“Of course, of course! At nine o’clock at Piccadilly Circus?”
“Exactly.”
M. Gaston, this business satisfactorily completed, made his way to his own room by a somewhat devious route, not wishing to encounter anyone of his numerous acquaintances whilst in an apparent state of ill-health so calculated to excite compassion. He avoided the lift and ascended the many stairs to his small apartment.
Here he rectified the sallowness of his complexion, which was due, not to outraged nature, but to the arts of make-up. His dilated pupils (a phenomenon traceable to drops of belladonna) he was compelled to suffer for the present; but since their condition tended temporarily to impair his sight, he determined to remain in his room until the time for the appointment with Gianapolis.
“So!” he muttered—“we have branches in Europe, Asia, Africa and America! Eh, bien! to find all those would occupy five hundred detectives for a whole year. I have a better plan: crush the spider and the winds of heaven will disperse his web!”
XXIX
M. MAX OF LONDON AND M. MAX OF PARIS
He seated himself in a cane armchair and, whilst the facts were fresh in his memory, made elaborate notes upon the recent conversation with the Greek. He had achieved almost more than he could have hoped for; but, knowing something of the elaborate organization of the opium group, he recognized that he owed some part of his information to the sense of security which this admirably conducted machine inspired in its mechanics. The introduction from Sir Brian Malpas had worked wonders, without doubt; and his own intimate knowledge of the establishment adjoining the Boulevard Beaumarchais, far from arousing the suspicions of Gianapolis, had evidently strengthened the latter’s conviction that he had to deal with a confirmed opium slave.

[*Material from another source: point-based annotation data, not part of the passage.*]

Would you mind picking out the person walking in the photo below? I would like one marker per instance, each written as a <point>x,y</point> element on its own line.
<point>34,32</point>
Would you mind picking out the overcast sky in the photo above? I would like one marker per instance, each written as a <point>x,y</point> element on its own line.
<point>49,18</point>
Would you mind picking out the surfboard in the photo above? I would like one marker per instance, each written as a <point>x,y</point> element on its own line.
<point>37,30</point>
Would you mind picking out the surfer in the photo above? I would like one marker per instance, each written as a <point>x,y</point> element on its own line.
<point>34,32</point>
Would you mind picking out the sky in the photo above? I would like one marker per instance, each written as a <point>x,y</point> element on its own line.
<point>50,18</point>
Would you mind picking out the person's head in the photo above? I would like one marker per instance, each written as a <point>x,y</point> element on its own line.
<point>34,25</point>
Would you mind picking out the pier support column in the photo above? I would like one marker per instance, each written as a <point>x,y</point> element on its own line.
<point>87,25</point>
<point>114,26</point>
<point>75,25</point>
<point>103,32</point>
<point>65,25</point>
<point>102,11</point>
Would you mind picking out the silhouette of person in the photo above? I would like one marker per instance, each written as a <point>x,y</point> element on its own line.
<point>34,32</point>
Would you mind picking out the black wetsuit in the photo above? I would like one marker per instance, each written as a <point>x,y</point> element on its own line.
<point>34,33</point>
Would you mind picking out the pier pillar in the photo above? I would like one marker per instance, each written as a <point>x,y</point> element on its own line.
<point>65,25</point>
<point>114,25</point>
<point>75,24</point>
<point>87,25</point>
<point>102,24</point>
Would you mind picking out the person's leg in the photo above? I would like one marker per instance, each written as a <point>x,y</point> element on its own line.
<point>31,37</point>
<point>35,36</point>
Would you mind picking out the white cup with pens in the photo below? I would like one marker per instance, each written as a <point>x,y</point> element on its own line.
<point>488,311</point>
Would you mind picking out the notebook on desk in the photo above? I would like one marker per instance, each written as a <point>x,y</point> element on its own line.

The French detective congratulated himself upon the completeness of his Paris operation. It was evident that the French police had succeeded in suppressing all communication between the detained members of the Rue St. Claude den and the head office—which he shrewdly suspected to be situated in London. So confident were the group in the self-contained properties of each of their branches that the raid of any one establishment meant for them nothing more than a temporary financial loss. Failing the clue supplied by the draft on Paris, the case, so far as he was concerned, indeed, must have terminated with the raiding of the opium house. He reflected that he owed that precious discovery primarily to the promptness with which he had conducted the raid—to the finding of the letter (the one incriminating letter) from Mr. King.
Evidently the group remained in ignorance of the fact that the little arrangement at the Credit Lyonnais had been discovered. He surveyed—and his eyes twinkled humorously—a small photograph which was contained in his writing-case.